Synopsis: Iranian filmmaker Jafar Panahi is under house arrest and waiting for the outcome of his appeal against his sentence: six years jail and a twenty year ban on filmmaking. His friend Mojtaba Mirtahmasb wants to make a documentary about what Iranian filmmakers who are prevented from making films do about it. Over the course of a day, we find out.

I am surprised to be sitting here writing this. I’ve never been able to sit through a Panahi film, indeed I’ve never been grabbed by Iranian cinema in general. But Panahi and Mirtahmasb’s “effort” (not a film) isn’t a film in the traditional sense.
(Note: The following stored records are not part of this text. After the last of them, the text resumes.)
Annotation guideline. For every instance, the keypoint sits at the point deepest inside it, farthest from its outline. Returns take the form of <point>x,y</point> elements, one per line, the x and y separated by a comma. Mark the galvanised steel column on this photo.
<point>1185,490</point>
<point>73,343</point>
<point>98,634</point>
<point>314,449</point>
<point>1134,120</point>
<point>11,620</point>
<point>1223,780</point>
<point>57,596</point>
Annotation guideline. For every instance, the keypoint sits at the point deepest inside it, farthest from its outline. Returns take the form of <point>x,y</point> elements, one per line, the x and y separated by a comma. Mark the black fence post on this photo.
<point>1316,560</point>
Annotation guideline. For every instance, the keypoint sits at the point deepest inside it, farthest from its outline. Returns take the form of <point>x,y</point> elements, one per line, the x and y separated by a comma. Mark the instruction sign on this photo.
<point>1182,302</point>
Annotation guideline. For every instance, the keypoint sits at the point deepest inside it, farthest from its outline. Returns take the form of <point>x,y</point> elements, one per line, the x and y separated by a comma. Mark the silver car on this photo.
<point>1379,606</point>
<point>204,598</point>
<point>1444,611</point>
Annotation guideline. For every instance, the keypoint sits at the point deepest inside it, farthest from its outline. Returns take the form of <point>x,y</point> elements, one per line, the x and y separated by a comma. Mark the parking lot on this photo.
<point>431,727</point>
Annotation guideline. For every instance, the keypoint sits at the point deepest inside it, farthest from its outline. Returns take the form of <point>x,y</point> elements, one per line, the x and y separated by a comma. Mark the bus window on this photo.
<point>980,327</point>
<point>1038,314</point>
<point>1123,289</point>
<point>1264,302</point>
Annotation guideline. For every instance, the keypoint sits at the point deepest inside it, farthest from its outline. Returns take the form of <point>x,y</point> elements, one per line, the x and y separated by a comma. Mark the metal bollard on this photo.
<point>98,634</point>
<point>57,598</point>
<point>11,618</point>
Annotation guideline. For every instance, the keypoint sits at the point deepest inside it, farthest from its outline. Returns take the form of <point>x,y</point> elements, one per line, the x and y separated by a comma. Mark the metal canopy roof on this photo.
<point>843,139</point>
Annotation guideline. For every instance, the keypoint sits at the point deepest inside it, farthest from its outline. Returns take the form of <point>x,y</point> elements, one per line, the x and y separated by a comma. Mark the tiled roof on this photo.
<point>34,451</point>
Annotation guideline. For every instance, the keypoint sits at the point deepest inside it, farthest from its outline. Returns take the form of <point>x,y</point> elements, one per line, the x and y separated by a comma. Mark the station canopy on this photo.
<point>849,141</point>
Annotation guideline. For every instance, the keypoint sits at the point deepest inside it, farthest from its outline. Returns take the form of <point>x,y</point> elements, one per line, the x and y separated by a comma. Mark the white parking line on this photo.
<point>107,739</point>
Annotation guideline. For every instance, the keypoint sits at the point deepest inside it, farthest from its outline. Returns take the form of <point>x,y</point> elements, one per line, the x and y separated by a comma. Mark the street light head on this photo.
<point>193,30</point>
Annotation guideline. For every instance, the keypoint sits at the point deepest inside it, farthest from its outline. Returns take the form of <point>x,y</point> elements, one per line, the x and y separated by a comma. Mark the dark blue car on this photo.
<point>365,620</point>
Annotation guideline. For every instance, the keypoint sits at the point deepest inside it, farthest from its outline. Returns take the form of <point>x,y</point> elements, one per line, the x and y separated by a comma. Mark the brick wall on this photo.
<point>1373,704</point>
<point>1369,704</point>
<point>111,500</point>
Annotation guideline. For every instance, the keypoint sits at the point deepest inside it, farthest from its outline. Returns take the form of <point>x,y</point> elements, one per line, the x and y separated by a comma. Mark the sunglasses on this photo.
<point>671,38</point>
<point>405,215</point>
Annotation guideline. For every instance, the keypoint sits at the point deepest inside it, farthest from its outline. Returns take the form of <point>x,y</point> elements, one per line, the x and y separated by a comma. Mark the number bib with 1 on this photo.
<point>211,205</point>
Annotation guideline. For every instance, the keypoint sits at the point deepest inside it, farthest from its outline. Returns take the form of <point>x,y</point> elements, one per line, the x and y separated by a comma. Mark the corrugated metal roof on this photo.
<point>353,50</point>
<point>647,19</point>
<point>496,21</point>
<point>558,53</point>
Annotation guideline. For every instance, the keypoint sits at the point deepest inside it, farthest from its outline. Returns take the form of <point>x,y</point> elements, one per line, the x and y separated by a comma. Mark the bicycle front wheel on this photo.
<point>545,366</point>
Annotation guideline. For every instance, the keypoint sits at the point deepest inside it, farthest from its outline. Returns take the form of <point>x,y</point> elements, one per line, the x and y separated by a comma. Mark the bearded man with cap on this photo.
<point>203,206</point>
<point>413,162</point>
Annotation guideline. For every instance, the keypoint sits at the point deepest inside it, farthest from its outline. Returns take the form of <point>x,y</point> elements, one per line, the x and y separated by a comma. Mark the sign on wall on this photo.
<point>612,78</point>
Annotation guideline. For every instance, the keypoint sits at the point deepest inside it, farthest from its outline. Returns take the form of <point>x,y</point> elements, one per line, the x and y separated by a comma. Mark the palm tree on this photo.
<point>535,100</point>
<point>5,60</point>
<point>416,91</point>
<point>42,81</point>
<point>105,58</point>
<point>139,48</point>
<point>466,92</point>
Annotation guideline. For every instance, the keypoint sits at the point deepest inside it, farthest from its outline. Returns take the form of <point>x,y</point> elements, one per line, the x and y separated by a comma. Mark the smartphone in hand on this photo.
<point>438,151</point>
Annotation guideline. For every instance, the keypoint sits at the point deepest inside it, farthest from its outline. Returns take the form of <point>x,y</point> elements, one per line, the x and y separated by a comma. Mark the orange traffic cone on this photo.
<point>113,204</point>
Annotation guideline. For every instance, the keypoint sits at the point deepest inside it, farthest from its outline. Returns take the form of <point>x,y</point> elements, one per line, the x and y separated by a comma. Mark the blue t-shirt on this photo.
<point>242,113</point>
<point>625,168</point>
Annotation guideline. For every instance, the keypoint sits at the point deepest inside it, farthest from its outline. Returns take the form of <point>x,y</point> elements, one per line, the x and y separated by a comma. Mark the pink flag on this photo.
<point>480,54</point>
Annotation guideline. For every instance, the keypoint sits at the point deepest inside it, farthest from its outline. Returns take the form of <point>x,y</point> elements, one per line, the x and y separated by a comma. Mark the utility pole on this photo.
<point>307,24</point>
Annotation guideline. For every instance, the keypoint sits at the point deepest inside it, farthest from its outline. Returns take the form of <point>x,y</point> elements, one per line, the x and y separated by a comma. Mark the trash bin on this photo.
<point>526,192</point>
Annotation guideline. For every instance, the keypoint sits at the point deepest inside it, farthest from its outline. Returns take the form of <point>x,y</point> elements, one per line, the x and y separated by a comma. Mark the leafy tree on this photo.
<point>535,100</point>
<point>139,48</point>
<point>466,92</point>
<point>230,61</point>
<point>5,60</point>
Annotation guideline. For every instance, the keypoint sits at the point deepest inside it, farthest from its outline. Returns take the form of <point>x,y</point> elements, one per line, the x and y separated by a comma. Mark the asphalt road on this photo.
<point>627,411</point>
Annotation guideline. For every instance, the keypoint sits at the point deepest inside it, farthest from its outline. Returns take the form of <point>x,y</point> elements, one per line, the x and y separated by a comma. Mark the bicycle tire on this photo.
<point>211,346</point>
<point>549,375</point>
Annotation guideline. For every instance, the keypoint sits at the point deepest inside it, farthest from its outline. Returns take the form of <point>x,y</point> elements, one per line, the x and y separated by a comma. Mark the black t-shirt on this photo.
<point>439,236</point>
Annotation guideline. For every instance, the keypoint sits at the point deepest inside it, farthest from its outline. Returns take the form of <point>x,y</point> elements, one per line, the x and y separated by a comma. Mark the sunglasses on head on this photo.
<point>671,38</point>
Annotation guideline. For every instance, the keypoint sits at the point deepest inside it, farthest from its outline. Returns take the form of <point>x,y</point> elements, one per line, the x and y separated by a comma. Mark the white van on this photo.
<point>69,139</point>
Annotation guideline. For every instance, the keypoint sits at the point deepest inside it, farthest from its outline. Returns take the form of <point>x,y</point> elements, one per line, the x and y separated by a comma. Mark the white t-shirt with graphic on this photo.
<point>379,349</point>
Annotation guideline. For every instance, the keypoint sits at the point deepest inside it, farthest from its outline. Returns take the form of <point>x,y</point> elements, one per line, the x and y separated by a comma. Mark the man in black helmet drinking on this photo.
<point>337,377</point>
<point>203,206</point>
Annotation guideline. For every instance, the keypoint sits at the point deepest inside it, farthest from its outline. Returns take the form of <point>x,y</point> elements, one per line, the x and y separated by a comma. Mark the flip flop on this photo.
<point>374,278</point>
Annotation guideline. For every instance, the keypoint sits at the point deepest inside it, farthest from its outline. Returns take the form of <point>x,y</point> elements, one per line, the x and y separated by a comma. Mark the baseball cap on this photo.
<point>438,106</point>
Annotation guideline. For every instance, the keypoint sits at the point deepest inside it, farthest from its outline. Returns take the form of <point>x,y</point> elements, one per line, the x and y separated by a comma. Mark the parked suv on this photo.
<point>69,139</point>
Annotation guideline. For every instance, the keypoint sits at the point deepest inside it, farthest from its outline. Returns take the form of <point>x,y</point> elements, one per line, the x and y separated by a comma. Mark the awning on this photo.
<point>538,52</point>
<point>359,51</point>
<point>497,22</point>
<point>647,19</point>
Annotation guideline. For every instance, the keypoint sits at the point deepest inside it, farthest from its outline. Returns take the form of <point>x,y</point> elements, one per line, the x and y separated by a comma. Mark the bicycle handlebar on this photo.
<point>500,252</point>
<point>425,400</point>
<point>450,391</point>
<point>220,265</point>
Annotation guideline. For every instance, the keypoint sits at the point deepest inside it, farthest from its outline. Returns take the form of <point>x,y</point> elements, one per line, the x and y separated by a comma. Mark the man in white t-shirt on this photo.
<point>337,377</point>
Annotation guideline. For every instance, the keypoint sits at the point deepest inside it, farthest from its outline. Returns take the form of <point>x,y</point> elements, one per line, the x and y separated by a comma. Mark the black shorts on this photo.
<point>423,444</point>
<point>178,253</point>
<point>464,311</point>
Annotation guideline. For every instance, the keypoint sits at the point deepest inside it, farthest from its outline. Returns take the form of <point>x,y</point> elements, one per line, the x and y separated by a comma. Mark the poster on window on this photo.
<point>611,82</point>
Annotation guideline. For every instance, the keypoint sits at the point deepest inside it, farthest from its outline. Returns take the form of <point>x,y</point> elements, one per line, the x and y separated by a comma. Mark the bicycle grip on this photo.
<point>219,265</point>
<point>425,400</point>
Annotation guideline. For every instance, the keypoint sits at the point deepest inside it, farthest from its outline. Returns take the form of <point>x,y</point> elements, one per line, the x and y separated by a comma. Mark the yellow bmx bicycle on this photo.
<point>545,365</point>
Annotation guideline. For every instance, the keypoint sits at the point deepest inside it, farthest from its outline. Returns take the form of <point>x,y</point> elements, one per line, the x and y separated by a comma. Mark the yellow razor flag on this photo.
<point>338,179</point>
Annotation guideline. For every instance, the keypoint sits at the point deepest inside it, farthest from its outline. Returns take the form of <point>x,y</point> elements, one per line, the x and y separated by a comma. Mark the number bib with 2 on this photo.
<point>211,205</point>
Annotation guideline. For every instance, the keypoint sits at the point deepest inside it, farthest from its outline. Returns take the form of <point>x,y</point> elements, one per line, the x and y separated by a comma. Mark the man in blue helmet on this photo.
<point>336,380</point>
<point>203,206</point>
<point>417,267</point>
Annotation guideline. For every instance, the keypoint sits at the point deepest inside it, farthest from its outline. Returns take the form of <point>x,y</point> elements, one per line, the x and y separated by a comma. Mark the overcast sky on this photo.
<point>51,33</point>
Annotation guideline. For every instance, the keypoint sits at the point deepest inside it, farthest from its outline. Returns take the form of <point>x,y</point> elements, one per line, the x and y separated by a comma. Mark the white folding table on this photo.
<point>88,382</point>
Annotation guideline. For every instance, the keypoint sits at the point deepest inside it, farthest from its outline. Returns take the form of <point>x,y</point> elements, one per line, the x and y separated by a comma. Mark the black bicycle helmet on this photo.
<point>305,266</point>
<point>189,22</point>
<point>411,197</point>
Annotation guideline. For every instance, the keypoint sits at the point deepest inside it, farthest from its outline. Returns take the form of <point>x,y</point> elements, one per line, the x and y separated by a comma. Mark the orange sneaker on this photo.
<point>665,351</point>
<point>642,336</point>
It’s an intelligent analysis of what constitutes filmmaking, and what doesn’t.

Initially, the “filmmaking” is “accidental”. Panahi’s son calls to apologise for leaving the camera on, telling his Dad to remember it’s there when he wakes up. But Panahi soon tires of the ruse and begins to address the camera directly rather than pretend he isn’t aware of being filmed. He talks about his past films, and the need to go beyond artifice to get at the real truth of a story. So his friend starts to film him and Panahi reveals his plan. His last script was rejected but while he’s banned from making films, he’s not banned from telling the story and acting it out to a fellow filmmaker who is not under such a prohibition. So he begins, showing us location scout footage to set the scene and describing in detail how he planned to film his script. But it breaks down, as does Panahi, as he realises that if it can be told, it doesn’t need to be filmed. The gap between description and depiction causes intense frustration for a man who is used to telling his stories silently and visually. He analyses scenes from his old films and they form a short schooling in the use of location and framing to communicate emotion, and of the advantages and pitfalls of using amateur actors. It’s fascinating stuff and his passion for filmmaking really holds you.

The day is punctuated by visits from neighbours and phone calls from his lawyer, family and well-wishers. The severity of his punishment is taking its toll, and finally he cannot take it any longer and picks up the camera himself. The final ten minutes is both triumphant and terrifying, as Panahi’s sentence was later confirmed with no reduction. The film itself was smuggled out of Iran on a flash drive. To say it’s not a film is both a sardonic guard against further punishment and a comment on the haphazard nature of what was produced, but it is a gut-wrenching portrait of a man denied part of his essential being, and the ways he tries to circumvent his situation to express himself.